V. McMurry to Shivers, January 10, 1955
Allan Shivers' term was marked by thorny controversies that stirred painful emotions. This note from a constituent typifies attitudes towards two issues that dominated Shivers' time in office: federal orders to desegregate the public schools, and the battle over the Tidelands.
After emancipation, African American Texans experienced legal segregation in the form of an elaborate system of "black codes," often enforced by violence. An informal but no less real segregation was also enforced against Tejanos. Schools, churches, public places such as restaurants and theaters, and residential districts were all segregated by race and nationality. Many higher-paying jobs were not open to blacks or Latinos, and they were usually forced to work in menial jobs in areas such as housekeeping, fieldwork, and construction.
After World War II, the civil-rights movement began in earnest, and one of the first bastions of segregation to fall was education. In Texas, African Americans and Tejanos faced glaring inequalities. Their schools were poorly financed, inadequately staffed, housed in substandard buildings, and stocked with cast-off books, desks, and other equipment. Higher education provided the activists with their first victory when in 1950, the United States Supreme Court mandated that the University of Texas law school admit black students. But nothing sent shockwaves through the system of segregation like the landmark decision of Brown v. Board of Education in 1954, when the Supreme Court mandated desegregation of the public schools.

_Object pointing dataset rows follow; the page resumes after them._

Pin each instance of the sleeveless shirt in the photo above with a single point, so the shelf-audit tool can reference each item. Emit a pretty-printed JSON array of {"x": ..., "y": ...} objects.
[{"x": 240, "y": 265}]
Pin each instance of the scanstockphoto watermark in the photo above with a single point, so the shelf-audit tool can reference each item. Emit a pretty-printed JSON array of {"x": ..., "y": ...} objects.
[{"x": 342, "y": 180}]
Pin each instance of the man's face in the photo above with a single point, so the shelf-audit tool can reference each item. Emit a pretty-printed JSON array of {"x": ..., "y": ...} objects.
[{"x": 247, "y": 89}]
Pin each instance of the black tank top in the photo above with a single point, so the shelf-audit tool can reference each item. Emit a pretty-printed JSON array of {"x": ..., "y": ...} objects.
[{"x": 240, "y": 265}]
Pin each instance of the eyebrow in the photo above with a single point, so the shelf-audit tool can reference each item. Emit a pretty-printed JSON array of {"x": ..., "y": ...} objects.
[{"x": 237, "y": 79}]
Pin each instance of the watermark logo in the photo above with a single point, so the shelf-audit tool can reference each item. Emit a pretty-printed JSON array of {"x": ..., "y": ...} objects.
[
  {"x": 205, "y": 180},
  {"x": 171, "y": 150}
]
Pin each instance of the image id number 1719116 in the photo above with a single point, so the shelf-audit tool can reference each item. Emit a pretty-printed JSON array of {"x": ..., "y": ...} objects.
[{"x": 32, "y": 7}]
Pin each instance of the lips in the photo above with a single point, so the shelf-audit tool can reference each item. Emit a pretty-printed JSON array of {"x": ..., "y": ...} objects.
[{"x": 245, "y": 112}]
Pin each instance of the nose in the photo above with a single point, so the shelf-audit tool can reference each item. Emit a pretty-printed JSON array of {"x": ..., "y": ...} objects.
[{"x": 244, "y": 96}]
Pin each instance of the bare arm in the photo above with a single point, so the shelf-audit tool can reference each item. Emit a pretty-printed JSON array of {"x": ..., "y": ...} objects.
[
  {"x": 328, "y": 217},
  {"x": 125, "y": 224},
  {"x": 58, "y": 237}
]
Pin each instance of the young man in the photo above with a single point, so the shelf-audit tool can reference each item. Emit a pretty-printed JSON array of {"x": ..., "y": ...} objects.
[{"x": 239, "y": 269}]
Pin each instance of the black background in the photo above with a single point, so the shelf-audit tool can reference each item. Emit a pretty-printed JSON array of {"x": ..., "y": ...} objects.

Governor Shivers was a stauch advocate of states rights, and believed that Texas should resist any federal attempts to integrate the public schools. Many white Texans agreed with him, and his mailbag was flooded with letters, many of them unprintable, opposing integration. In 1956, the Mansfield school district near Fort Worth was the first in Texas to be ordered to desegregate. An angry mob prevented three black students from entering the high school. Shivers ordered the Texas Rangers to the town to protect the mob and prevent the students from attending school. The Eisenhower administration, in the middle of a reelection campaign, did not intervene. Shivers' example inspired Arkansas Governor Orval Faubus the next year in his resistance to the desegregation of Central High in Little Rock. In that case, the federal government sent in the Army and enforced the law of the land. In the years that followed, many Texas school districts willingly desegregated, but others held out until 1965, when the federal government threatened to withdraw funds.
Shivers is perhaps best remembered for another states-rights issue, the fight for the Tidelands. The Tidelands controversy involved the title to 2.4 million acres of submerged lands in the Gulf of Mexico between low tide and three leagues (10.35 miles) from shore. Texas had reserved this land when it became a state in 1845, and its ownership of the land was recognized by the United States in the annexation treaty. When oil was discovered in the Gulf, the federal government moved to seize the Tidelands of Texas, as well as those of California and other oil-producing states.
The case became the most serious conflict between the states and the federal government since the Civil War. The Tidelands conflict dominated Texas headlines in the late 1940s and early 1950s, particularly because the Tidelands were a source of dedicated revenue for the public schools. The controversy raged in the courts and in Congress for years. The Tidelands were the major issue for Texas in the 1952 presidential campaign and were key to Governor Shivers' historic decision to break with the Democratic party and support Dwight Eisenhower for president. On May 22, 1953, President Eisenhower signed a bill that restored the Tidelands to the states.
V. McMurry to Shivers, January 10, 1955, Records of Allan Shivers, Texas Office of the Governor, Archives and Information Services Division, Texas State Library and Archives Commission.